月はもう沈んでいる。
よっ、と残りの階段をすっ飛ばして着地した陽に「電気も点いてないのによくやるな」と声をかける。
「夜目には慣れてるもーん」
……取り立てるほどのことでも、ないのか?
何が言いたかったのか拾えないまま一段ずつ降りていた俺は廊下に出て、その明るさに少なからず驚いた。
再び見てと言われることはないけれど、先を行く陽が見上げているものは雲に隠れていた月だと分かる。
「……俺じゃねえっての」
「なんて?」
「ラストは俺らのクラスだろ」
「お? 当ったりー! なんだかんだ、いちばん多く過ごした場所だからなーっ」
ガラリと空いたドアに俺たちは驚くことも笑うこともなくなって、教室へ踏み込むと、陽はさっそく黒板上に謎の生物を生み出していた。
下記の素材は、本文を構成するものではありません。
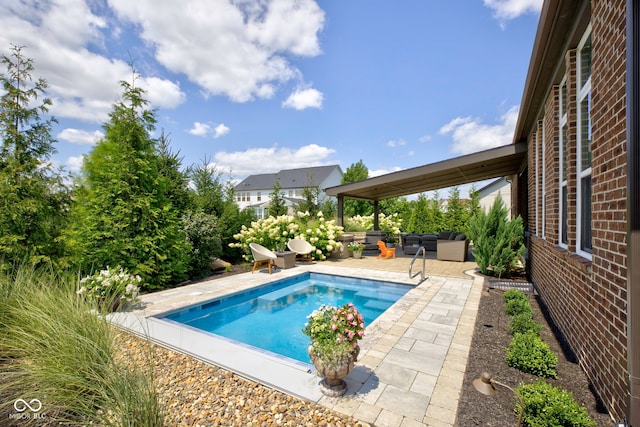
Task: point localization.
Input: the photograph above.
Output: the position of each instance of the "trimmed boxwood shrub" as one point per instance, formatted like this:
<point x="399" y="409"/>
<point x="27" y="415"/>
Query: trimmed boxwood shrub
<point x="518" y="306"/>
<point x="545" y="405"/>
<point x="523" y="323"/>
<point x="528" y="353"/>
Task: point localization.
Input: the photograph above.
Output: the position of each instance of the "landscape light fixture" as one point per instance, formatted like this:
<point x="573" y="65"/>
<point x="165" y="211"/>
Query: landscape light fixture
<point x="486" y="384"/>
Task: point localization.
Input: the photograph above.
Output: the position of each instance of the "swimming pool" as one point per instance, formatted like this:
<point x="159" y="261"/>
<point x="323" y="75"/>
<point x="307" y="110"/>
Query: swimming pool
<point x="270" y="317"/>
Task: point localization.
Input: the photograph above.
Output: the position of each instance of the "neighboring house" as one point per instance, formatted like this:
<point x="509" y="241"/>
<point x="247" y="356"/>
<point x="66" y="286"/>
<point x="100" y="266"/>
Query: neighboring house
<point x="489" y="193"/>
<point x="255" y="190"/>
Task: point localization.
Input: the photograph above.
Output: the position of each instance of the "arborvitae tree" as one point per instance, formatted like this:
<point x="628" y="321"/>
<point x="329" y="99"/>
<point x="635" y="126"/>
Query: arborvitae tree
<point x="455" y="215"/>
<point x="169" y="166"/>
<point x="420" y="215"/>
<point x="124" y="215"/>
<point x="208" y="191"/>
<point x="231" y="222"/>
<point x="356" y="172"/>
<point x="277" y="204"/>
<point x="33" y="198"/>
<point x="309" y="201"/>
<point x="497" y="242"/>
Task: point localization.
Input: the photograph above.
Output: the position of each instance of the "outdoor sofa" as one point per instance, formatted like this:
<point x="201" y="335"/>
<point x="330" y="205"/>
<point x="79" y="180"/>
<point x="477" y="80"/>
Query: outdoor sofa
<point x="456" y="251"/>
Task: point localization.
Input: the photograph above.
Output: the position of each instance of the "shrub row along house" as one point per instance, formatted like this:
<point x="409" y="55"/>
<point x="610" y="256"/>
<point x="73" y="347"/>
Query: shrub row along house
<point x="575" y="169"/>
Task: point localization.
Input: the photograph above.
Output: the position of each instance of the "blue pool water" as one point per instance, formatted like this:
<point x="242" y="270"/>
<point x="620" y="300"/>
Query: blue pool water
<point x="271" y="317"/>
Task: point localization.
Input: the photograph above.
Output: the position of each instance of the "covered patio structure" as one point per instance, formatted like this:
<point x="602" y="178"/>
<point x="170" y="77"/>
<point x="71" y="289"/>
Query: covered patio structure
<point x="507" y="161"/>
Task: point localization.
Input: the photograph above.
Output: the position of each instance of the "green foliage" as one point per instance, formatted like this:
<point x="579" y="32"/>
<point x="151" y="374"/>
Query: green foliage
<point x="201" y="230"/>
<point x="545" y="405"/>
<point x="123" y="213"/>
<point x="514" y="294"/>
<point x="334" y="332"/>
<point x="63" y="354"/>
<point x="528" y="353"/>
<point x="109" y="287"/>
<point x="177" y="182"/>
<point x="277" y="204"/>
<point x="389" y="223"/>
<point x="209" y="191"/>
<point x="354" y="173"/>
<point x="33" y="197"/>
<point x="456" y="215"/>
<point x="274" y="233"/>
<point x="426" y="215"/>
<point x="497" y="242"/>
<point x="517" y="303"/>
<point x="523" y="323"/>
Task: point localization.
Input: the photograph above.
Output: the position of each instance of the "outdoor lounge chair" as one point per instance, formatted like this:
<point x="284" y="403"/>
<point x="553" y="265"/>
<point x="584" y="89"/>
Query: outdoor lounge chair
<point x="262" y="256"/>
<point x="302" y="248"/>
<point x="385" y="251"/>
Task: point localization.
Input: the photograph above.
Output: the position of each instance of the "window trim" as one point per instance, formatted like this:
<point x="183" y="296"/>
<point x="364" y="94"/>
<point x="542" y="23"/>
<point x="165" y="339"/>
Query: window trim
<point x="583" y="93"/>
<point x="563" y="219"/>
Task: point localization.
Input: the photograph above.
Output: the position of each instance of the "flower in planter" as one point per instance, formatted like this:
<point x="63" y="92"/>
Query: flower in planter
<point x="110" y="287"/>
<point x="334" y="332"/>
<point x="355" y="247"/>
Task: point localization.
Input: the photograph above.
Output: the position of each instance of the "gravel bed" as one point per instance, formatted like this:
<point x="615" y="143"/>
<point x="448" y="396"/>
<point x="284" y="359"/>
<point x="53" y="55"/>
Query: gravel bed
<point x="197" y="394"/>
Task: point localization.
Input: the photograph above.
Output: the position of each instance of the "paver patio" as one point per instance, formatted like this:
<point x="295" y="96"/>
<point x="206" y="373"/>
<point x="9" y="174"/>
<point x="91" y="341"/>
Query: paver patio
<point x="412" y="359"/>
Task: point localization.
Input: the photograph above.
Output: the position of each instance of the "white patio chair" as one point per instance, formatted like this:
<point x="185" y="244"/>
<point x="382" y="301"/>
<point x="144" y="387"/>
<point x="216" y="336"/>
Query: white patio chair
<point x="262" y="256"/>
<point x="302" y="248"/>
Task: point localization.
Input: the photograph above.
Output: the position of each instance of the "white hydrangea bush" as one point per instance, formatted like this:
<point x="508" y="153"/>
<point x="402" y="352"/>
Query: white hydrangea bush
<point x="274" y="233"/>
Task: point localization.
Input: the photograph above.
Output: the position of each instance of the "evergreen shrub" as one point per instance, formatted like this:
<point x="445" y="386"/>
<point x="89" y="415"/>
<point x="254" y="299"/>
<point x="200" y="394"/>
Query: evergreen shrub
<point x="545" y="405"/>
<point x="528" y="353"/>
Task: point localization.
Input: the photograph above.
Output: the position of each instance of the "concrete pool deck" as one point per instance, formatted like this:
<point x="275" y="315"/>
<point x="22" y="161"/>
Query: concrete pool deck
<point x="412" y="359"/>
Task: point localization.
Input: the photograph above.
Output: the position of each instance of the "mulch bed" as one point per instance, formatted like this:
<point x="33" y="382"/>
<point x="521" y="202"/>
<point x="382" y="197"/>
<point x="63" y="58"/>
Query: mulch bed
<point x="490" y="341"/>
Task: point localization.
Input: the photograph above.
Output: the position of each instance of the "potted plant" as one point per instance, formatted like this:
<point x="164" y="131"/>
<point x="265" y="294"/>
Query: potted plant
<point x="334" y="333"/>
<point x="356" y="248"/>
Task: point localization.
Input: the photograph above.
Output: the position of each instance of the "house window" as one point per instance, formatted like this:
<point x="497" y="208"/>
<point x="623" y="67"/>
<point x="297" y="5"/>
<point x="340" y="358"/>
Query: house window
<point x="564" y="220"/>
<point x="544" y="187"/>
<point x="583" y="155"/>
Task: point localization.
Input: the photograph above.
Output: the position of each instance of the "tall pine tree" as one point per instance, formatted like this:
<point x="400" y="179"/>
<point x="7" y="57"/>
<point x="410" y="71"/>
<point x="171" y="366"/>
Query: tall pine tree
<point x="124" y="214"/>
<point x="33" y="198"/>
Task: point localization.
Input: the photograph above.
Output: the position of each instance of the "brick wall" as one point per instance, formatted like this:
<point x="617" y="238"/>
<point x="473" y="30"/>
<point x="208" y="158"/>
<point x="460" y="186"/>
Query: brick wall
<point x="587" y="298"/>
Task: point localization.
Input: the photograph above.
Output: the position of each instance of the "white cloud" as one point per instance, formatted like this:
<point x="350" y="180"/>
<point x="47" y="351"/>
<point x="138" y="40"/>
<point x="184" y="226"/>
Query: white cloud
<point x="74" y="163"/>
<point x="510" y="9"/>
<point x="221" y="130"/>
<point x="396" y="143"/>
<point x="268" y="160"/>
<point x="302" y="99"/>
<point x="200" y="129"/>
<point x="471" y="135"/>
<point x="82" y="137"/>
<point x="64" y="40"/>
<point x="234" y="48"/>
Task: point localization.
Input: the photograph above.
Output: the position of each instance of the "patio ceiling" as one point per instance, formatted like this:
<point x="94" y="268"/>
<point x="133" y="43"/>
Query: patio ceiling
<point x="498" y="162"/>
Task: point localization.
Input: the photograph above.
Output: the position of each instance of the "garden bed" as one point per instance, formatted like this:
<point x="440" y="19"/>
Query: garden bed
<point x="490" y="341"/>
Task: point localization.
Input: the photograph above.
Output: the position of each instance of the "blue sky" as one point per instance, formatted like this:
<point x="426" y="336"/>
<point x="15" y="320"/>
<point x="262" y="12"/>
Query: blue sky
<point x="256" y="86"/>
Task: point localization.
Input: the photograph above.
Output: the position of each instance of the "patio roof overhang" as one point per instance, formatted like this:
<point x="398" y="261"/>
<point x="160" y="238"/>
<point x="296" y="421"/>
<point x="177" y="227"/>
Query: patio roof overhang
<point x="498" y="162"/>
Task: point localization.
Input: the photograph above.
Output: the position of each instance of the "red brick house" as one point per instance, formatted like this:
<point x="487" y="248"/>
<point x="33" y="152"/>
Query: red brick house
<point x="577" y="117"/>
<point x="575" y="169"/>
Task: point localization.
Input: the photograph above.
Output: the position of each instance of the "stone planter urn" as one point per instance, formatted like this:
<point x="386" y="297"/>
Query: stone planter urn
<point x="333" y="384"/>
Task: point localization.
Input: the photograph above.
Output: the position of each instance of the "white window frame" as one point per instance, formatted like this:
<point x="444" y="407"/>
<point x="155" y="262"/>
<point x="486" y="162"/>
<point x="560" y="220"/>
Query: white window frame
<point x="543" y="234"/>
<point x="562" y="123"/>
<point x="584" y="93"/>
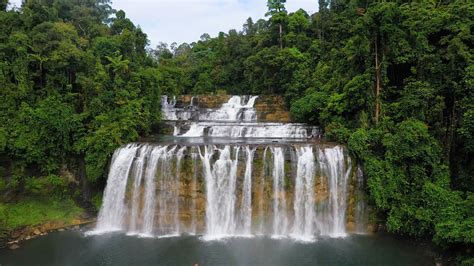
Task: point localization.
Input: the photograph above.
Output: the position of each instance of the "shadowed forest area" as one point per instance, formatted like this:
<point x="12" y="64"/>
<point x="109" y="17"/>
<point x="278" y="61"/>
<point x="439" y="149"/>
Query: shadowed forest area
<point x="392" y="80"/>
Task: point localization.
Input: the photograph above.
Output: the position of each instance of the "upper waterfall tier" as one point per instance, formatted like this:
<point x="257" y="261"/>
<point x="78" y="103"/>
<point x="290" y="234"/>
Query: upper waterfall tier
<point x="232" y="117"/>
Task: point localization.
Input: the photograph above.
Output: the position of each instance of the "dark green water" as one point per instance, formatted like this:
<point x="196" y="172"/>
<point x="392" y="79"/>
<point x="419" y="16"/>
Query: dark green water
<point x="72" y="248"/>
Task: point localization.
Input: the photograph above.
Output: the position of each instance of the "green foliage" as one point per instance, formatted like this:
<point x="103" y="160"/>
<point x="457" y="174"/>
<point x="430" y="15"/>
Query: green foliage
<point x="33" y="211"/>
<point x="75" y="85"/>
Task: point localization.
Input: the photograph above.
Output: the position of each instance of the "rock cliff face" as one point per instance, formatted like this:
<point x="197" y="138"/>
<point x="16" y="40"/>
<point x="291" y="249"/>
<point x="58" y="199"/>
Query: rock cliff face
<point x="269" y="108"/>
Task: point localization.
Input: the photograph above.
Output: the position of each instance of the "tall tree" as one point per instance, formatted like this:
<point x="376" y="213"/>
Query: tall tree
<point x="277" y="11"/>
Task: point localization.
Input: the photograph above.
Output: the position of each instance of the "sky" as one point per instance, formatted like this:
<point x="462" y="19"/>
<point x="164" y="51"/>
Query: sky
<point x="186" y="20"/>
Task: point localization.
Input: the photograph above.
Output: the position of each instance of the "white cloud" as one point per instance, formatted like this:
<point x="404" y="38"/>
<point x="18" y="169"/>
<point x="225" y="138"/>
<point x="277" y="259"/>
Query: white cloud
<point x="186" y="20"/>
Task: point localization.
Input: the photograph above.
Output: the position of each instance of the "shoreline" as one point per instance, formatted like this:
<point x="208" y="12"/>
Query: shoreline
<point x="13" y="238"/>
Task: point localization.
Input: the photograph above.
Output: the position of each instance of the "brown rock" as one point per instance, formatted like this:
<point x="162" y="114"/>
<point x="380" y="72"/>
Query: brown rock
<point x="14" y="246"/>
真ん中の机に腰かけた俺は、ときたま投げられる話に相槌を打つ。
そのうち陽は俺と向き合うように机のへりに座って他愛ない話を続けた。
話しても話してもなくならない話題こそ、俺と陽が10年いっしょにいた証のような気がした。
ただふたりきり。
上級生も下級生もいるにはいたけれど、生徒が少なくほとんどが合同授業だったし、行事も町内会合同で大人が交じっていたくらいだったから、余計に陽と組ませられることが多かった。
何度季節が変わっても絶対となりの席。運動会では二人三脚。美術の時間に描くのは互いの似顔絵ばかり。学級委員長と副委員長の座は欲しくなくても与えられた。
最初こそ戸惑っていたものの、俺と組まされるたびどこか嬉しそうな陽に、〝ここではこれが普通〟なのだと徐々に染まっていった。
なんだかもう当たり前になりすぎて忘れてしまっていた、はずかしいの気持ち。
男女という意識さえ抜けたまま中学に上がり、思い出したはずかしいの気持ち。